Tillis was an influential educator, helping to establish the jazz studies programs at both the University of Fort Hare, South Africa and the Chulalongkorn University, Thailand and serving on several cultural boards including the International Association of Jazz Educators and the Massachusetts Council on the Arts, and review committees at the National Endowment for the Arts.
Dr. Willie Hill, former FAC director and Tillis’ successor, was also a student of his. Hill said, “He has meant so much to me since 1964, when I had the privilege of having him as my music theory and orchestra teacher at Grambling State University for two years. Dr. Tillis was a giant in the music and arts education arenas and a visionary arts administrator. He will be sorely missed for his unselfish contributions to our organization, by the FAC staff, advisory board, friends and UMass community at large.”
Upon his retirement from UMass in 1997, Tillis was appointed emeritus director of the Fine Arts Center. The W.E.B. Du Bois Library maintains the Frederick Tillis papers, which document an extraordinary career in the arts and in arts administration, as well as Tillis’ role as a composer and poet. The collection includes a large number of his original compositions, including the Spiritual Fantasy series and In the Spirit and the Flesh, two of his most in-depth works, as well as compositions from before his tenure at UMass.
Close family friend and Emeritus faculty and Chair of Afro-American Studies, Esther Terry offered, “I loved Fred Tillis. The breadth of his knowledge and the height of his achievement are indeed remarkable; but what I also learned from him over the years was that I was blessed to be in his presence and that neither knowledge nor achievement is worth much if not placed in the service of humanity. We are saying goodbye to this giant of a man at a time when his influence is most needed in our country and in the world. But we will always have his example.”
NEPR hosts Walter Carroll and Tom Reney honored Tillis’ 90th birthday and his works in their January and February programming, broadcasting Niger Symphony, his rendition of Motherless Child; his performances of When Lights Are Low, It Ain’t Necessarily So and Memories of You, along with a movement from the Festival Journey Concerto and the piece Freedom. Before the pandemic shutdown, his composition Three Showpieces for Viola was performed by Jannina Norpoth at the Detroit Institute of Arts in February and his composition Spiritual Fantasy No. 12 was performed by the Arianna String Quartet at the University of Missouri-St. Louis in March.

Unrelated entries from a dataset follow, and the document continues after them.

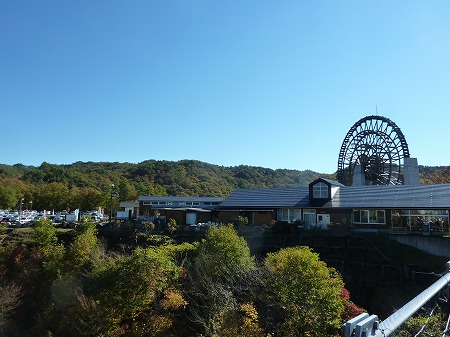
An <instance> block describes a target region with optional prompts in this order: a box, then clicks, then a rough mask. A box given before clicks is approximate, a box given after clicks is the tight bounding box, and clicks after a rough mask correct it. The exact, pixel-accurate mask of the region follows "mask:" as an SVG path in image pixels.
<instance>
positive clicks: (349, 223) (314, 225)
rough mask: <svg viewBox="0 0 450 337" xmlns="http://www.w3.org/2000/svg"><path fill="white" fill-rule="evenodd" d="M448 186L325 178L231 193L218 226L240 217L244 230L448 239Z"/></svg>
mask: <svg viewBox="0 0 450 337" xmlns="http://www.w3.org/2000/svg"><path fill="white" fill-rule="evenodd" d="M449 210H450V184H436V185H425V184H422V185H421V184H414V185H380V186H377V185H366V186H345V185H342V184H340V183H338V182H336V181H332V180H329V179H325V178H319V179H316V180H314V181H313V182H311V183H310V184H309V186H308V187H305V188H264V189H238V190H235V191H234V192H233V193H232V194H231V195H230V196H229V197H228V198H227V199H226V200H225V201H223V202H222V204H221V205H220V214H219V220H220V221H221V222H224V223H227V222H234V221H236V220H237V218H238V216H246V217H248V219H249V224H252V225H269V224H270V222H271V221H273V220H277V221H286V222H288V223H297V224H298V225H300V226H302V227H303V228H306V229H307V228H312V227H318V228H327V227H328V226H334V225H344V226H349V227H350V228H357V229H365V230H371V231H377V230H387V231H415V230H420V231H423V230H424V229H426V228H427V226H428V229H429V230H432V231H440V232H444V233H449V227H448V223H449Z"/></svg>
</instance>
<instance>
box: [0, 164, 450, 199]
mask: <svg viewBox="0 0 450 337" xmlns="http://www.w3.org/2000/svg"><path fill="white" fill-rule="evenodd" d="M419 171H420V174H421V181H422V183H428V184H432V183H449V182H450V166H433V167H431V166H428V167H427V166H419ZM318 177H325V178H329V179H336V175H335V173H332V174H323V173H318V172H314V171H311V170H288V169H276V170H274V169H269V168H264V167H257V166H249V165H239V166H231V167H225V166H219V165H214V164H209V163H205V162H201V161H197V160H180V161H165V160H146V161H143V162H141V163H137V164H133V163H119V162H75V163H72V164H67V165H56V164H49V163H46V162H44V163H42V164H41V165H40V166H39V167H35V166H25V165H22V164H16V165H6V164H0V182H1V184H0V201H1V199H2V197H1V195H2V193H3V194H8V193H9V194H11V191H13V192H15V196H14V197H10V199H11V200H12V199H14V198H16V199H17V198H19V199H20V195H25V194H27V195H29V199H30V200H35V199H36V196H33V195H36V194H38V193H39V192H37V191H38V189H37V188H38V187H40V186H44V185H46V184H47V185H48V184H56V185H54V186H58V187H61V188H64V189H65V190H68V191H77V193H81V192H80V191H85V190H91V191H97V193H101V194H102V198H103V199H104V200H106V199H107V196H108V193H110V191H111V184H114V185H115V189H116V190H118V191H119V192H120V198H121V200H135V199H136V198H137V197H138V196H139V195H173V196H217V197H227V196H228V195H229V194H230V193H231V192H232V191H233V190H235V189H237V188H274V187H305V186H308V184H309V183H310V182H311V181H313V180H314V179H316V178H318ZM5 188H9V189H10V190H5ZM61 193H63V192H61ZM12 202H13V201H10V203H12ZM14 202H15V203H17V200H16V201H14ZM0 207H1V205H0Z"/></svg>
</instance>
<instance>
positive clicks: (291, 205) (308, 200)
mask: <svg viewBox="0 0 450 337" xmlns="http://www.w3.org/2000/svg"><path fill="white" fill-rule="evenodd" d="M301 207H310V204H309V189H308V188H307V187H306V188H256V189H237V190H235V191H234V192H233V193H231V195H230V196H229V197H228V198H227V199H225V201H223V202H222V204H221V205H220V208H221V209H251V208H258V209H269V208H301Z"/></svg>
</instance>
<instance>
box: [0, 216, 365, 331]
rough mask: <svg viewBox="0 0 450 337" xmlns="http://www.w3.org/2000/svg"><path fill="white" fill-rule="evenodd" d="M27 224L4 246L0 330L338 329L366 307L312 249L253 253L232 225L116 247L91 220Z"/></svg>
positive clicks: (291, 330)
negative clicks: (21, 236)
mask: <svg viewBox="0 0 450 337" xmlns="http://www.w3.org/2000/svg"><path fill="white" fill-rule="evenodd" d="M26 231H27V232H26V233H28V236H27V237H26V239H22V240H20V241H17V240H8V241H7V243H5V242H3V244H2V245H1V246H0V267H1V268H0V271H1V272H0V274H1V275H0V334H2V335H3V334H4V335H5V336H38V337H39V336H54V337H57V336H64V337H79V336H92V337H98V336H117V337H119V336H130V337H134V336H139V337H144V336H180V337H183V336H198V337H200V336H214V337H221V336H223V337H225V336H227V337H228V336H229V337H232V336H233V337H239V336H242V337H244V336H245V337H252V336H253V337H267V336H311V337H314V336H339V335H340V332H341V326H342V323H343V322H344V321H346V320H347V319H349V318H350V317H353V316H355V315H357V314H358V313H360V312H362V309H361V308H359V307H357V306H356V305H355V304H354V303H352V302H351V300H350V297H349V293H348V291H346V290H345V286H344V283H343V280H342V278H341V277H340V275H339V274H338V273H337V272H336V270H334V269H333V268H329V267H327V265H326V264H325V263H324V262H322V261H321V260H320V259H319V255H318V254H317V253H314V252H313V251H312V250H311V249H310V248H308V247H291V248H285V249H282V250H280V251H278V252H275V253H270V254H268V255H267V256H265V257H264V258H262V259H259V260H258V259H256V258H255V257H254V256H252V255H251V253H250V250H249V247H248V245H247V243H246V241H245V240H244V239H243V238H242V237H240V236H238V235H237V233H236V231H235V230H234V228H233V227H232V226H231V225H222V226H218V227H212V228H210V229H209V230H208V231H207V233H206V235H205V237H204V239H202V240H201V241H198V242H194V243H178V244H177V243H175V242H173V241H172V240H171V239H170V238H168V237H154V236H152V235H149V236H146V240H145V241H143V244H136V245H133V246H127V247H121V248H120V249H116V250H113V249H110V248H108V246H107V245H106V244H105V243H104V242H103V241H102V240H101V239H100V237H99V235H98V233H97V230H96V228H95V225H94V224H92V223H90V222H84V223H82V224H81V225H80V226H79V227H77V228H76V229H74V230H71V231H70V232H66V235H65V237H64V238H61V237H59V236H58V232H57V230H56V229H55V227H54V225H53V224H52V223H51V222H50V221H47V220H41V221H39V222H37V223H36V225H35V226H34V227H33V228H29V229H26ZM67 233H69V234H67ZM10 235H11V234H10ZM9 237H11V236H9Z"/></svg>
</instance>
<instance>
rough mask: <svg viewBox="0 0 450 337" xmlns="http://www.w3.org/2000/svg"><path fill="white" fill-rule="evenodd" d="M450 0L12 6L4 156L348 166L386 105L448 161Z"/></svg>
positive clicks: (158, 2) (7, 48)
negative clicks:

Tillis is pre-deceased by his wife, Louise and survived by his daughters Pamela and Patricia; nieces Edna Louise Richards, Janet Levingston-Williams Lawrence, and Glendra Gunishaw-Johnson; son-in law Paul Hammacott; and several great nieces and nephews.
A celebration of Tillis’ life will be planned for a future date. In the meantime, an online memorial page is available for people to visit, view photos and leave remembrances.